En poco más de 24 horas han muerto 16 personas, incluido nueve menores en accidentes de tránsito que pudieron evitarse con sólo impedir que choferes manejen borrachos, carreras de motociclistas en avenidas y autopistas y obligar a automovilistas y camioneros a cumplir las regulaciones de tránsito.
Los hospitales traumatológicos Darío Contreras, Juan Bosch y Ney Arias ya no dan abasto para atender el elevado número de conductores y pasajeros que ingresan con fracturas y lesiones mayores sufridas en accidentes de tránsito, que se han convertido en la primera causa de muerte en territorio nacional.
Calles, avenidas y carreteras son desde hace tiempo verdaderos infiernos y se ha llegado a decir que quien se monta en una guagua voladora, queda fuera de la gracia de Dios por el resto del día porque los conductores de esos vehículos guían como si fueran el Diablo.

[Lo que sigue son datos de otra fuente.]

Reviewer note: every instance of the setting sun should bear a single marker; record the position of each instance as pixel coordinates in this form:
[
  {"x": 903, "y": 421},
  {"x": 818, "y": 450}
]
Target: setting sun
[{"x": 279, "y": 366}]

De un día para otro, ocho adolescentes fallecieron al deslizarse el minibús que conducía un chofer borracho, en la carretera de Haras Nacionales; cinco jóvenes murieron al chocar de frente dos motocicletas en la carretera Sánchez, y otras tres personas perecieron al colisionar un carro y un camión en la autopista San Pedro-La Romana. Todos en algo más de un día
Es obvio que el caos que caracteriza el tránsito de vehículos ha degenerado en gran epidemia nacional, porque conductores irresponsables y desaprensivos de camiones, patanas, guaguas, carros y motocicletas matan más gente que las muertes causadas por el cólera y el VIH-Sida.

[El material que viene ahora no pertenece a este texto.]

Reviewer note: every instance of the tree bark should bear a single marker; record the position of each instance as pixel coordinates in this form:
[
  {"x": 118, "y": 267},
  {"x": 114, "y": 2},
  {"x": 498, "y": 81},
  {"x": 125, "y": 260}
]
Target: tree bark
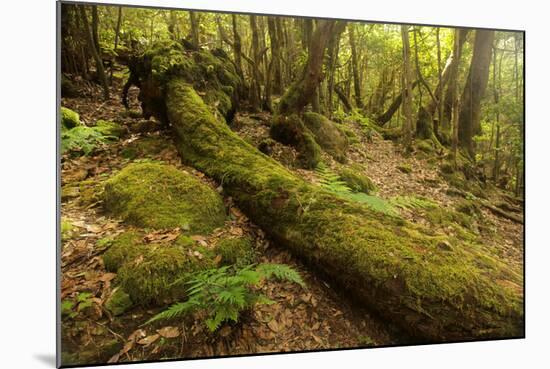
[
  {"x": 355, "y": 66},
  {"x": 407, "y": 89},
  {"x": 474, "y": 90},
  {"x": 434, "y": 293},
  {"x": 195, "y": 36},
  {"x": 255, "y": 89},
  {"x": 301, "y": 92},
  {"x": 90, "y": 40}
]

Lo peor es que frente a tan descomunal desorden, Gobierno, Ministerio Público, Policía y Justicia se baten entre cobardía, indiferencia, complicidad y negligencia, por lo que puede decirse que la República ha quedado subyugada al imperio de cárteles y mafias del tránsito y del transporte.
Ante la tragedia de Haras Nacionales, sin reparar que la muerte de ocho adolescentes tuvo como causa principal la embriaguez del conductor del vehículo accidentado, uno de los dueños del país minimizó el hecho al afirmar que se trató de un simple accidente.

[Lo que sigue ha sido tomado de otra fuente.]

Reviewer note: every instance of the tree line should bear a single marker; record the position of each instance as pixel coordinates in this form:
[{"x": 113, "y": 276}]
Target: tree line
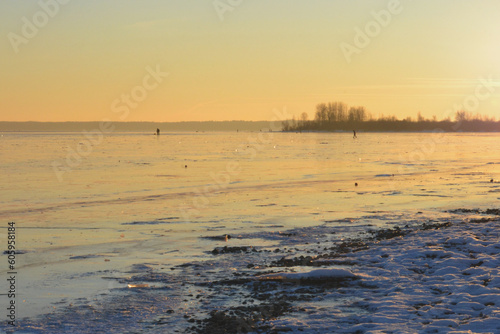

Otro de estos empresarios del transporte, ante el reclamo de la Autoridad Metropolitana de Transporte (Amet) para que los motoconchistas usen casco protector, denunció una persecución oficial contra la clase motoril.
El Gobierno está compelido a imponer ley y orden en el tránsito, sin temor a amenazas de huelgas y paros.
Y si persiste el miedo, las autoridades deberían recabar pantalones en algún lado.